“But don’t think I belong to you,” she added.
His voice came out low and dark. “I never asked you to.”
Her expression didn’t soften, but the air between them did. Just slightly. A hairline crack in the wall they both pretended wasn’t there.
He turned and opened the chamber door, voice clipped. “You’ll be summoned again tonight. Dress accordingly.”
“I always do,” she replied, already walking away.
He watched her go, that flick of raven hair vanishing around the corner.
Kael Fenrir had no idea if he was walking toward his destiny… or his damnation.
SEVEN
SELENE
By the fourth day, Selene learned to stop flinching every time someone bared their teeth at her.
They weren’t smiles. Not really. The shifters had expressions like blades—sharp-edged and glinting with intent. And House Fenrir was a den of them. She'd started calling itthe court of pretty wolves and pretty lies.
They liked to watch her. To whisper when they thought she wasn’t listening.
The human girl. The bonded one. The foreigner with the cursed blood.
And Selene? She smiled right back.
She smiled like it didn’t cost her anything. Like her skin didn’t still crawl from the bond burning beneath it. Like her heart wasn’t pounding every time she stepped into a room that felt more like a trap than a throne hall.
She was good at pretending.
Damn good.
She'd grown up across endless polished floors in human embassies, always watching her father talk like peace was a currency.

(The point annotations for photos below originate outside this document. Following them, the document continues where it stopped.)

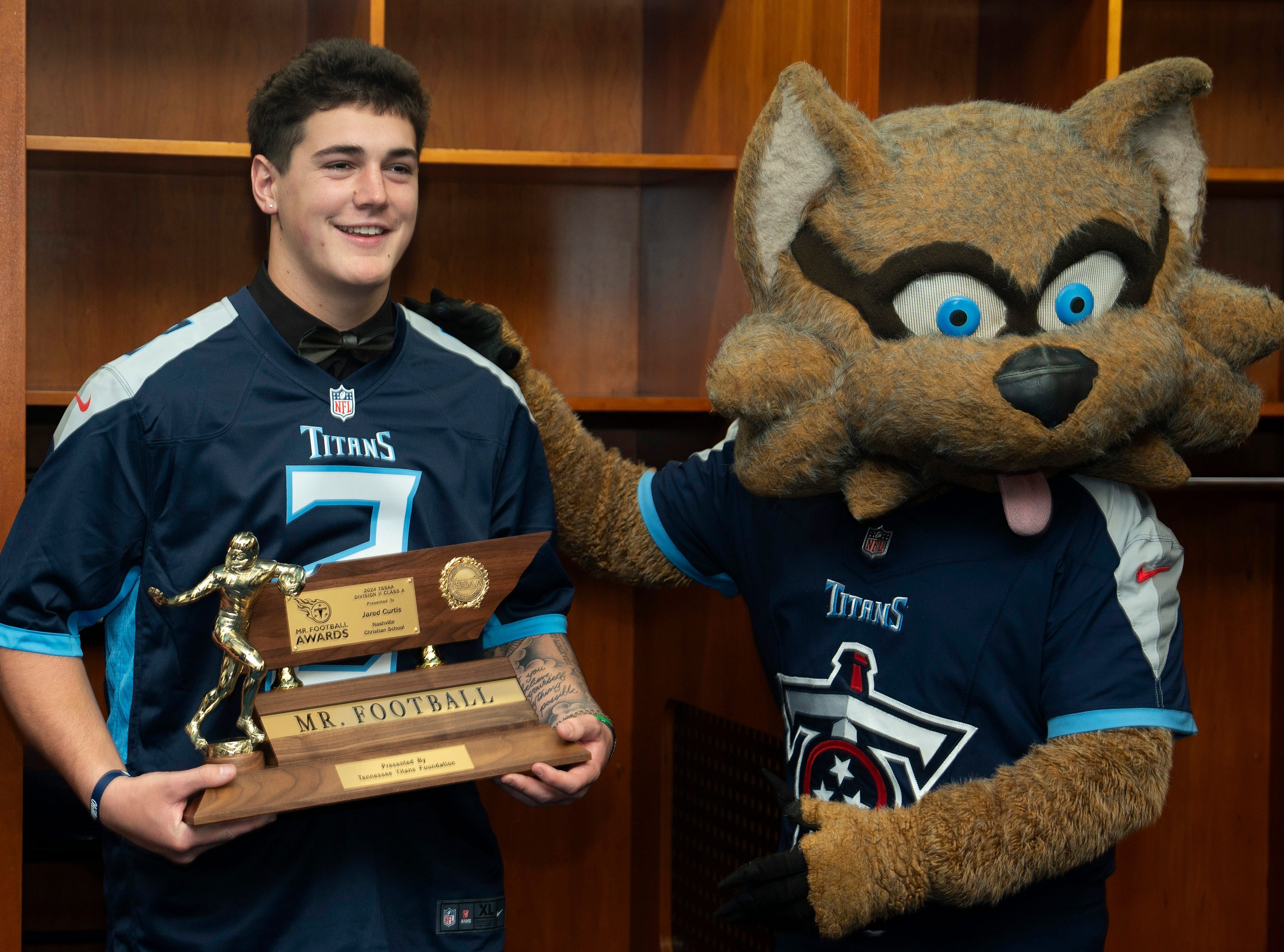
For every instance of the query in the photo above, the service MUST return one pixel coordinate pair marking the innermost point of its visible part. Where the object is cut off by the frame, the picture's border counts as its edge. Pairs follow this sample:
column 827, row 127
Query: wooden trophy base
column 386, row 734
column 242, row 762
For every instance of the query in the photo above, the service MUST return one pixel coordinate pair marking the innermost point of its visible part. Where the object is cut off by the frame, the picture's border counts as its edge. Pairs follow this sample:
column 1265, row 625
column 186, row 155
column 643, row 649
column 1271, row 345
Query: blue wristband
column 101, row 787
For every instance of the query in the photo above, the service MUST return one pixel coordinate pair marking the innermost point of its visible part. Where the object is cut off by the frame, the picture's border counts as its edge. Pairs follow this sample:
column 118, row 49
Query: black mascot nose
column 1047, row 382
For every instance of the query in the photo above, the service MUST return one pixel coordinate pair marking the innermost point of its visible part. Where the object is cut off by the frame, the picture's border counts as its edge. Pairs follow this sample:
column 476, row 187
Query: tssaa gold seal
column 464, row 582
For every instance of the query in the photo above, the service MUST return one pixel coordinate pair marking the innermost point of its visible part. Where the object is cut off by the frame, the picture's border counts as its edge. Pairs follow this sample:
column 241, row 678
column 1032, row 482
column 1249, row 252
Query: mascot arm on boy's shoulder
column 1062, row 805
column 595, row 490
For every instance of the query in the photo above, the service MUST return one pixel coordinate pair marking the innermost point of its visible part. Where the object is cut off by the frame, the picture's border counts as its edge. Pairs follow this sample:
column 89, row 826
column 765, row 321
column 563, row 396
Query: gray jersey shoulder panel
column 119, row 381
column 1150, row 566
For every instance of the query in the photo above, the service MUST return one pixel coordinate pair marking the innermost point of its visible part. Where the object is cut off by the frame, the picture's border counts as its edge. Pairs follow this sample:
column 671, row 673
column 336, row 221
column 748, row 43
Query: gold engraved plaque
column 392, row 710
column 352, row 615
column 464, row 582
column 397, row 769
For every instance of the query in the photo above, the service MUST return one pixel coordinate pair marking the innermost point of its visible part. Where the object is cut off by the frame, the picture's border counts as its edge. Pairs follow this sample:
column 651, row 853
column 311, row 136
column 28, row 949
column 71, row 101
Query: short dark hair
column 330, row 74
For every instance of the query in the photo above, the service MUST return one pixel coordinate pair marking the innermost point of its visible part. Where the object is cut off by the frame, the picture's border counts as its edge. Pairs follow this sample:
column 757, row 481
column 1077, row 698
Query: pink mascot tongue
column 1026, row 502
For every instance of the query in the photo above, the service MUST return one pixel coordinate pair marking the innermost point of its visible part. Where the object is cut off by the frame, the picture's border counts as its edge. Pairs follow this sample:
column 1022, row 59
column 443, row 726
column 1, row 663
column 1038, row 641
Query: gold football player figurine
column 239, row 580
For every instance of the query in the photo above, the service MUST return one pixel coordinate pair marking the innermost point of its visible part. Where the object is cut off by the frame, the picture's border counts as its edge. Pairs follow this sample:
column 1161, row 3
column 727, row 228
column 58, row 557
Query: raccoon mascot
column 976, row 329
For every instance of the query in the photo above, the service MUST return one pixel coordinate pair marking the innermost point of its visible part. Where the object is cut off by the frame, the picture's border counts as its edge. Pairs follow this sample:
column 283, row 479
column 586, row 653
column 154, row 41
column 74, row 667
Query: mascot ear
column 1146, row 115
column 805, row 139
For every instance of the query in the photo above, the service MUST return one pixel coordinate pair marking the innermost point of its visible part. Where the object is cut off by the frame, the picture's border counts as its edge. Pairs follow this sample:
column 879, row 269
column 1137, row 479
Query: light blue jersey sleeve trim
column 40, row 642
column 1180, row 723
column 722, row 582
column 495, row 634
column 66, row 646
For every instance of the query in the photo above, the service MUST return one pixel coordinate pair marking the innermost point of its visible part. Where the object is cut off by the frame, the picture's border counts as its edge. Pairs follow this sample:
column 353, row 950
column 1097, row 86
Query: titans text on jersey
column 938, row 646
column 219, row 426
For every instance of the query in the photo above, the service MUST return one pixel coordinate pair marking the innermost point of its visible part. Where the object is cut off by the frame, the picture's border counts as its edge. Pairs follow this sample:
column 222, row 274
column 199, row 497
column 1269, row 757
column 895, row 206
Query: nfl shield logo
column 343, row 403
column 876, row 543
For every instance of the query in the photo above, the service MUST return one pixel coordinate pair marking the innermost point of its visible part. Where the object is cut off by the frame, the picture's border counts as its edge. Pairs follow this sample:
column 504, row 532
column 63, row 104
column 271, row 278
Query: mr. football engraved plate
column 393, row 708
column 332, row 742
column 352, row 615
column 464, row 582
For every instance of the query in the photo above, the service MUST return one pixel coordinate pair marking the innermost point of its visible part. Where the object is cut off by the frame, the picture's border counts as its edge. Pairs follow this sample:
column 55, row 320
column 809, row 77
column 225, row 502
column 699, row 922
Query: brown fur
column 826, row 405
column 1064, row 804
column 595, row 490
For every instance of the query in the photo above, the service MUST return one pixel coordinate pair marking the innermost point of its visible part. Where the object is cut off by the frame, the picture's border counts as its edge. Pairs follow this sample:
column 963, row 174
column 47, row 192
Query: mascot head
column 983, row 295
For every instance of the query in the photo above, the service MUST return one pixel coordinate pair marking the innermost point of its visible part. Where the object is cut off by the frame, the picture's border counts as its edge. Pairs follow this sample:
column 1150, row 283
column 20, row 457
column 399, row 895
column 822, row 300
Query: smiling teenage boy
column 311, row 410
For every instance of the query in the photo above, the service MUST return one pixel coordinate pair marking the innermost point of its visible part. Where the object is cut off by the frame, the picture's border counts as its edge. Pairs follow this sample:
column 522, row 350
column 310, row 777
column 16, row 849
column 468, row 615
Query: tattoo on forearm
column 549, row 672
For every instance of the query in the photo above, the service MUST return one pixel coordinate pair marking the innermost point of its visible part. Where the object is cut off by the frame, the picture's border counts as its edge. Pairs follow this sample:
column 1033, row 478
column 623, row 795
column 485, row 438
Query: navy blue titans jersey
column 219, row 426
column 935, row 646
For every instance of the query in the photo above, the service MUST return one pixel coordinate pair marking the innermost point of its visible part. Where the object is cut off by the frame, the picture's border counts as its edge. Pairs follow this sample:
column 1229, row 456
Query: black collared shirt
column 292, row 323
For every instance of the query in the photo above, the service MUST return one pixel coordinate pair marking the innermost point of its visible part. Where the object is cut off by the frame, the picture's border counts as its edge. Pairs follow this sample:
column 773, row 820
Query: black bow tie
column 324, row 342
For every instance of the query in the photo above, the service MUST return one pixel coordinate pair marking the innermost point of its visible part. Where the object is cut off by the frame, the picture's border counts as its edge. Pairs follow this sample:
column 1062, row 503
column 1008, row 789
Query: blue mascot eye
column 1074, row 304
column 958, row 316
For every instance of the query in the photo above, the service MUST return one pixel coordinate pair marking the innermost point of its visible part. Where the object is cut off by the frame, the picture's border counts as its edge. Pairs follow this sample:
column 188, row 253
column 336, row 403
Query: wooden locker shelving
column 580, row 173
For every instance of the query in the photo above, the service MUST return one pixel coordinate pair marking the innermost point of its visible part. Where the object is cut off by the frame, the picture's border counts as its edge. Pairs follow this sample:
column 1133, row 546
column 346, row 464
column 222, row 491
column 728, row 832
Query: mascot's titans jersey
column 936, row 646
column 219, row 426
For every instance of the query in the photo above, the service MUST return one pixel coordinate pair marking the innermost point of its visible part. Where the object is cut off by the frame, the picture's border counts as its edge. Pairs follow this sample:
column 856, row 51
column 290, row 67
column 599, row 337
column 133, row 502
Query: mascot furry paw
column 976, row 331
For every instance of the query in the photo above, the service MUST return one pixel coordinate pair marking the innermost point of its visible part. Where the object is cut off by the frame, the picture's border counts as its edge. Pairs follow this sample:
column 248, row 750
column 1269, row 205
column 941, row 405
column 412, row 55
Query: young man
column 315, row 413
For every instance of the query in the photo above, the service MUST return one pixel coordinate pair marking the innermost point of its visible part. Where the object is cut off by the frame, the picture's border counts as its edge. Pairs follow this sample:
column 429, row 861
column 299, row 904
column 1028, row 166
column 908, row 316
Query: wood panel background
column 554, row 75
column 155, row 70
column 1198, row 879
column 13, row 341
column 1243, row 42
column 625, row 287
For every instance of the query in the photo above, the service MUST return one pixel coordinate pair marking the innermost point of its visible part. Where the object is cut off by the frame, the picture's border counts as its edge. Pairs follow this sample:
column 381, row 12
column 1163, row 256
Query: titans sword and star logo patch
column 343, row 403
column 849, row 743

She’d learned to read tension by the twitch of a jaw, asideways glance, a pause too long between words. She applied all of it here.
The Fenrir court was heavier on fur and prophecy, sure. But the games were the same. Power. Threats. Leverage.
The stakes were just bloodier.
Kael had been tight-lipped since the audience—tense, brooding, as if barely holding himself together with string and spit. He gave her orders when necessary. Offered clipped replies when she asked questions. And left just before she could press too far.
He wasn’t cruel. But he sure as hell wasn’t kind.
They shared rooms during official events, always standing close enough for show. She let his hand hover near hers in public, let her eyes soften when they turned toward her. She played her part. And Kael did too.
But every time they were alone, the walls came up fast.
Like he was afraid she might slip past them.
It was during one of the daily court meetings—less a meeting, more a theatrical display of power—that she noticed him.
Lord Varyn Duskthorn.
He was seated three rows to the left of the throne dais, angled just so that the light kissed the edge of his black velvet sleeves. His long dark hair was tied at the nape, his smile lazy and amused as he watched her walk in beside Kael.
He bowed with a slow grace that felt too polished, too smooth.
When their eyes met, he held her gaze a second too long.